HSL’s FY21 earnings of RM41m beat our and consensus expectations at 108%/111% of forecasts. Results beat due to stronger contribution from its property segment (vs expectations). HSL’s latest estimated outstanding orderbook stands at c.RM1.4bn, translating into decent level of 2.9x cover on FY21 construction revenue. We deem the recent takeover offer price of RM1.35 as generous at FY22/23 P/E multiple of 15.0x/13.6x, representing a ~25% premium to KLCON’s trading P/E multiple. Maintain forecasts. CEASE coverage following takeover offer.

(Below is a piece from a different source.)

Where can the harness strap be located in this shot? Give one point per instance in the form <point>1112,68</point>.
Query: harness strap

Beat expectations. HSL reported 4QFY21 results with revenue of RM172.3m (14.2% QoQ, -5.2% YoY) and core PATAMI of RM13.0m (23.9% QoQ, 25.3% YoY). This brings FY21 core PATAMI to RM41.4m (+26.3%) which beat our and consensus expectations at 108%/111% of full year forecasts. Results beat due to stronger contribution from its property segment (vs expectations).
Dividends. No dividends were declared in 4QFY21. HSL has ceased dividends since the pandemic began.
QoQ. Core PATAMI rebounded by 23.9% lifted by its property segment driven by recovery in margins this quarter (segment PBT: +10ppts). While its construction segment did improve with top-line higher by 18%, PBT declined by -9% resulting from various costs pressure.
YoY. Core PATAMI increased by 25.2% despite lower construction revenue offset by stronger contribution from higher margin property segment (revenue: +12%; PBT: 26%). Its construction segment continues to be plagued by labour shortage and supply chain disruptions.
YTD. Core PATAMI increased by 26.3%, driven by higher revenue of 16.2%, which is mainly coming from higher recognition from its property segment.
Orderbook. HSL’s latest estimated outstanding orderbook stands at c.RM1.4bn, translating into decent level of 2.9x cover on FY21 construction revenue. The sole notable contract secured in FY21 has been the Leadership Training Institute project for RM131m.
To be taken private. HSL recently announced that it has received a notice of unconditional voluntary take-over offer to acquire all the remaining ordinary shares in HSL not already owned by the joint ultimate offerors (~15.8%), comprising of Dato Yu Chee Hoe, Tang Sing Ngiik, Vincent Yu Yuong Yih and Tony Yu Yuong Wee for a cash offer per share of RM1.35. Since the announcement, a further 0.74% stake has been acquired in the open market. We view this development positively as the current offer price of RM1.35 is generous at FY22/23 P/E multiple of 15.0x/13.6x. This also represents a ~25% premium to KLCON’s trading P/E multiple which we deem to be stretched valuations, considering that HSL is a small cap contractor.
Forecast. Maintained.
Cease coverage. We are ceasing coverage on HSL post-takeover offer. As such, our forecasts, ACCEPT rating and TP of RM1.35 should no longer be used as a reference going forward.